Absent circumstances not relevant here, a party is precluded from raising on appeal an issue that could have been, but was not, raised before the original tribunal. Nieder v. Royal Indemn. Ins. Co., 62 N.J. 229, 234 (1973). We agree with the Association, and with PERC, that the issue before the Commission, and before us, is not whether the grievance should be sustained or denied, but only whether the subject of the parties' dispute falls within the scope of legally negotiable and arbitrable subjects under the Act. PERC applied its expertise, and answered that question in the affirmative. We have been presented with no meritorious basis upon which to disturb the result PERC reached, especially in light of the Board's failure to argue before PERC that any of the three exceptions applied.

As the Court observed in Ridgefield Park Educ. Ass'n v Ridgefield Park Bd. of Educ., 78 N.J. 144, 154 (1978), whether there is merit to the grievance is not a matter to be decided by PERC, because the role of PERC is limited to deciding the "abstract issue" of whether the dispute is subject to collective negotiations. The Court stated:

The Commission is addressing the abstract issue: is the subject matter in dispute within the scope of collective negotiations. Whether that subject is within the arbitration clause of the agreement, whether the facts are as alleged by the grievant, whether the contract provides a defense for the employer's alleged action, or even whether there is a valid arbitration clause in the agreement, or any other question which might be raised is not to be determined by the Commission in a scope proceeding. Those are questions appropriate for determination by an arbitrator and/or the courts.

 

[Ridgefield Park, supra, 78 N.J. at 154 (internal quotation marks and citation omitted.]

 

PERC performed the limited function that Ridgefield Park describes. Although the three exceptions to the unit work rule were applied and considered in detail by PERC and by the Court in Jersey City, supra, 154 N.J. at 575-81, here, on the limited record before it, PERC had no occasion to do so. This was especially so in light of the Board's failure to have argued before PERC that any of the three exceptions applied.

Affirmed.

1 The Court observed that the unit work rule "has its underpinnings in federal private-sector labor law," namely, Fibreboard Paper Prods. Corp. v. NLRB, 379 U.S. 203, 85 S. Ct. 398, 13 L. Ed. 2d 233 (1964). Ibid.

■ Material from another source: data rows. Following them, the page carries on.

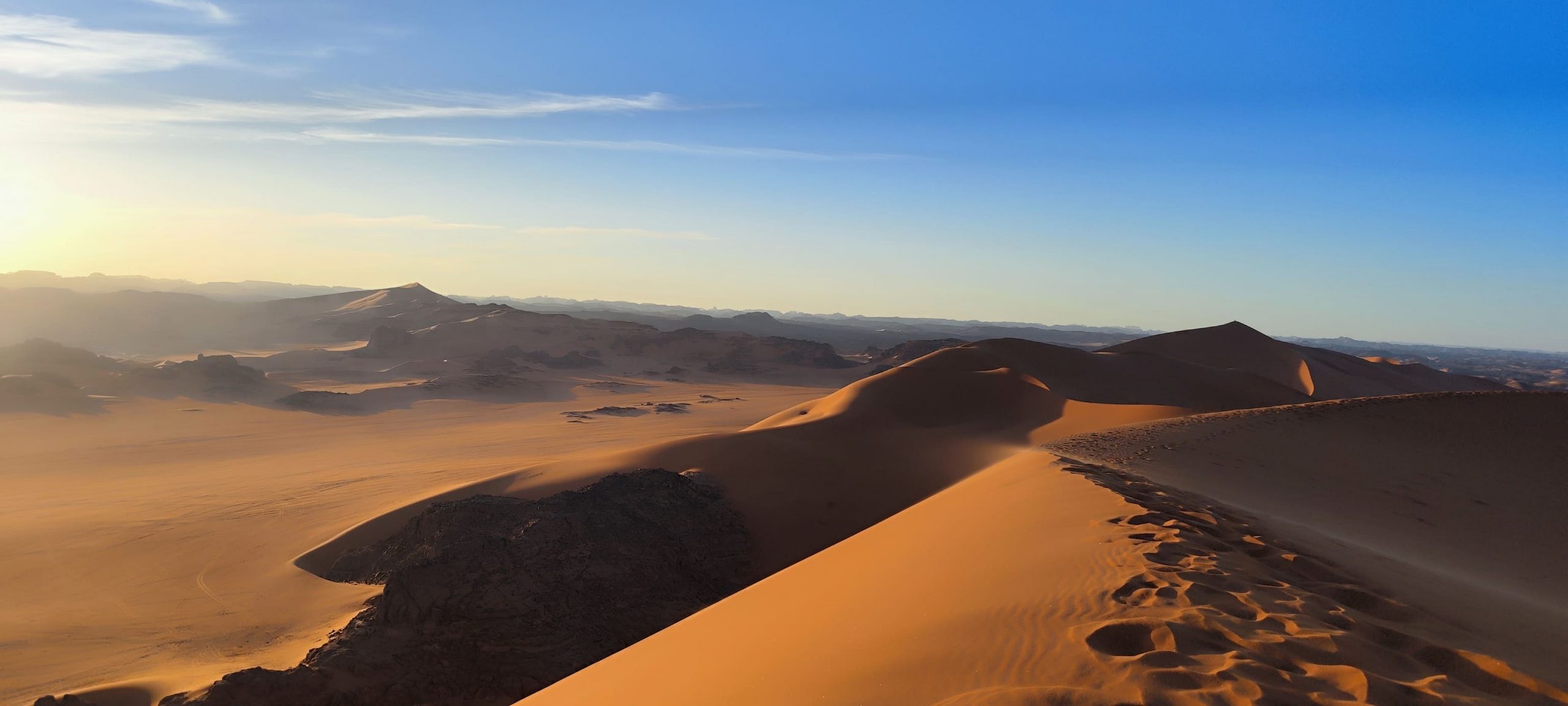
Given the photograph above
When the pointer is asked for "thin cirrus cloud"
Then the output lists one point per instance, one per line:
(48, 46)
(337, 109)
(208, 10)
(611, 145)
(251, 121)
(419, 222)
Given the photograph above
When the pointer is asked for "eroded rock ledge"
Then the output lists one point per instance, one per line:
(493, 598)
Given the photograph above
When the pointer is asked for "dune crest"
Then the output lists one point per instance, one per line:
(1053, 582)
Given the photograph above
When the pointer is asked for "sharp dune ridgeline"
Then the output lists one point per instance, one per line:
(551, 509)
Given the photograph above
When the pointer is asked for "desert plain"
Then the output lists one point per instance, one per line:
(401, 498)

2 We note, however, that the Board did, in its statement of facts, assert that as far back as 2006 high school students had done work in the summer as employees of the Board, consisting of "cleaning televisions, VCRs, cart[s], cassette recorders, earphones and . . . laptops." The Board also noted that students had, in the past, done "technical work" on computers, including running cables, moving equipment, connecting various machines, and setting up computer servers.


The Board's brief to PERC also noted that neither Vala, or the Association, had ever responded to Farr's memorandum concerning the elimination of summer work for ten-month employees.

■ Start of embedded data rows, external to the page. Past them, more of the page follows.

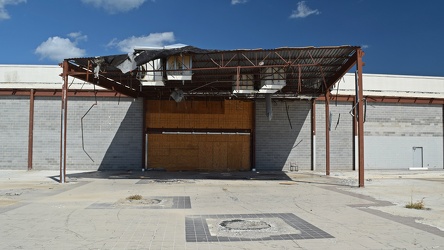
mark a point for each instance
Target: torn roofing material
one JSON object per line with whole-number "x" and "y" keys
{"x": 287, "y": 71}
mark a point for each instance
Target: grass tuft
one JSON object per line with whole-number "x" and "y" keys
{"x": 134, "y": 197}
{"x": 416, "y": 205}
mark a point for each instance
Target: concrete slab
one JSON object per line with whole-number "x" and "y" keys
{"x": 36, "y": 212}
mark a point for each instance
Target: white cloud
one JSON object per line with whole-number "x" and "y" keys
{"x": 151, "y": 40}
{"x": 57, "y": 49}
{"x": 234, "y": 2}
{"x": 303, "y": 11}
{"x": 3, "y": 13}
{"x": 77, "y": 36}
{"x": 115, "y": 6}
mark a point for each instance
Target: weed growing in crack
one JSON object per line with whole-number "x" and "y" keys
{"x": 134, "y": 197}
{"x": 416, "y": 205}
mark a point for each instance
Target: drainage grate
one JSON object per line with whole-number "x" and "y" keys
{"x": 250, "y": 227}
{"x": 158, "y": 202}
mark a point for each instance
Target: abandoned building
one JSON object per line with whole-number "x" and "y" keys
{"x": 189, "y": 109}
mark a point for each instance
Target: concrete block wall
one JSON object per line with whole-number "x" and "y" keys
{"x": 341, "y": 136}
{"x": 112, "y": 133}
{"x": 14, "y": 117}
{"x": 277, "y": 143}
{"x": 394, "y": 131}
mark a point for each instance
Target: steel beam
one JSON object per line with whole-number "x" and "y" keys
{"x": 313, "y": 134}
{"x": 359, "y": 65}
{"x": 31, "y": 128}
{"x": 327, "y": 133}
{"x": 63, "y": 123}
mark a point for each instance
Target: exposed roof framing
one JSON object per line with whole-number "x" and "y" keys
{"x": 308, "y": 71}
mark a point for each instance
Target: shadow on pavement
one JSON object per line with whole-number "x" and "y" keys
{"x": 164, "y": 175}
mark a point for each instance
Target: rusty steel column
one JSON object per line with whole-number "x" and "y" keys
{"x": 31, "y": 128}
{"x": 359, "y": 65}
{"x": 64, "y": 122}
{"x": 355, "y": 137}
{"x": 313, "y": 134}
{"x": 144, "y": 137}
{"x": 327, "y": 132}
{"x": 253, "y": 139}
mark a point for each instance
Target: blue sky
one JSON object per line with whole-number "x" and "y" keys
{"x": 398, "y": 37}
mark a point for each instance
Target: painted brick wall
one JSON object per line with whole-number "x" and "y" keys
{"x": 14, "y": 116}
{"x": 277, "y": 143}
{"x": 393, "y": 131}
{"x": 112, "y": 132}
{"x": 341, "y": 136}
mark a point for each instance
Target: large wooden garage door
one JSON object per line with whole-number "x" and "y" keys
{"x": 199, "y": 135}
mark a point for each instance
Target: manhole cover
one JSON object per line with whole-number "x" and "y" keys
{"x": 244, "y": 224}
{"x": 152, "y": 201}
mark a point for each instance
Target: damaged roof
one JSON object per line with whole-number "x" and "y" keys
{"x": 286, "y": 72}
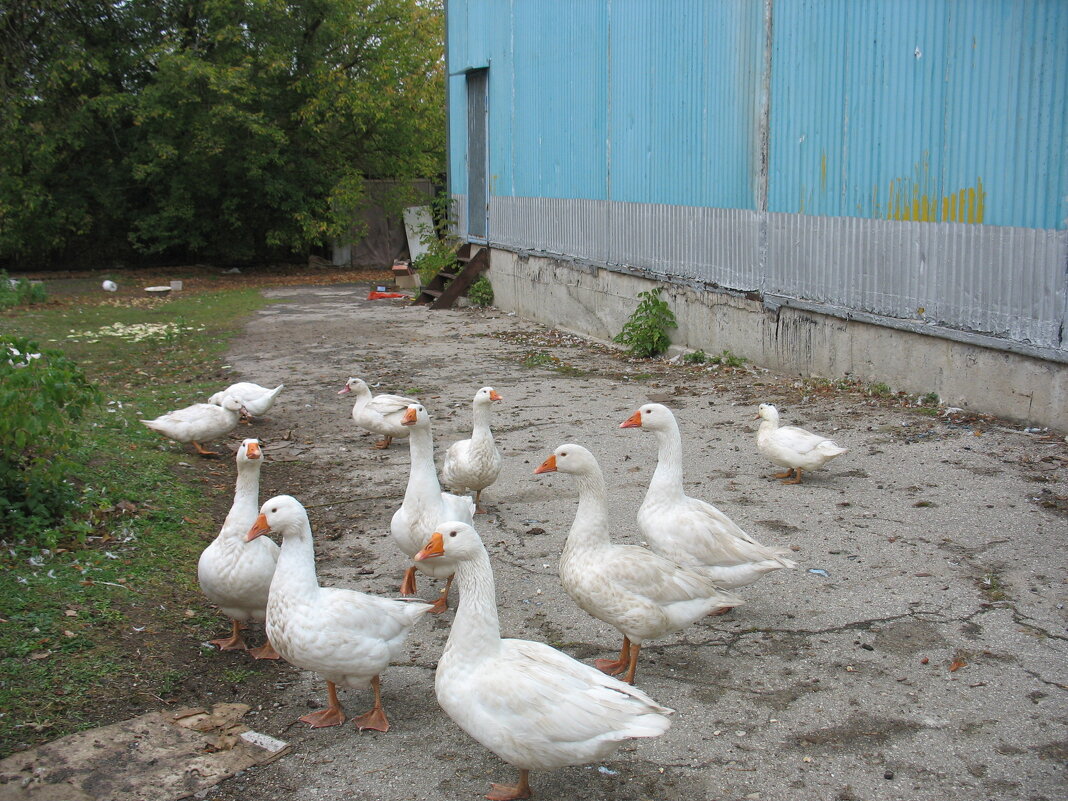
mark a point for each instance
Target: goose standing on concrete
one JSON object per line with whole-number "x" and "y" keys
{"x": 474, "y": 464}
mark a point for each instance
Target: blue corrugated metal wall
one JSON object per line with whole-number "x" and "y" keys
{"x": 938, "y": 110}
{"x": 906, "y": 158}
{"x": 920, "y": 110}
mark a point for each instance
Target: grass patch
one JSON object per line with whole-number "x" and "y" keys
{"x": 93, "y": 626}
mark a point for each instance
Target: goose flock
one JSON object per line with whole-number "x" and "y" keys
{"x": 532, "y": 705}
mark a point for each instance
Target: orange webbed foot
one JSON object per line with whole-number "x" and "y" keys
{"x": 322, "y": 719}
{"x": 374, "y": 720}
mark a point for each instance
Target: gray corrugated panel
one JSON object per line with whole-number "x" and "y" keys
{"x": 1004, "y": 281}
{"x": 459, "y": 215}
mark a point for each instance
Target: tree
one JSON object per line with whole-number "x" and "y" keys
{"x": 210, "y": 129}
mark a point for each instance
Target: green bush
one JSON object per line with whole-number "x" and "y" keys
{"x": 19, "y": 293}
{"x": 43, "y": 394}
{"x": 645, "y": 333}
{"x": 481, "y": 292}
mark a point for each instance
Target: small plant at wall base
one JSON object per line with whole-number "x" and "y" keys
{"x": 645, "y": 333}
{"x": 19, "y": 293}
{"x": 481, "y": 292}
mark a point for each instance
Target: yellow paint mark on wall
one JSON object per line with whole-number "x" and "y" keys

Although the Board mentioned these alleged facts in its brief before PERC, it never relied on these facts as a basis for arguing that any of the three exceptions to the unit work rule applied. Instead it relied on these facts merely to support its argument that elimination of the "subject matter of the underlying grievance was a non-negotiable and non-arbitrable management prerogative; [and the] arbitration should be restrained." Thus, the Board argued before PERC that the subject matter was inherently non-negotiable, which is a far cry from arguing, as it has before us on appeal, that the three exceptions to the unit work rule apply and that PERC acted arbitrarily by failing to consider the exceptions.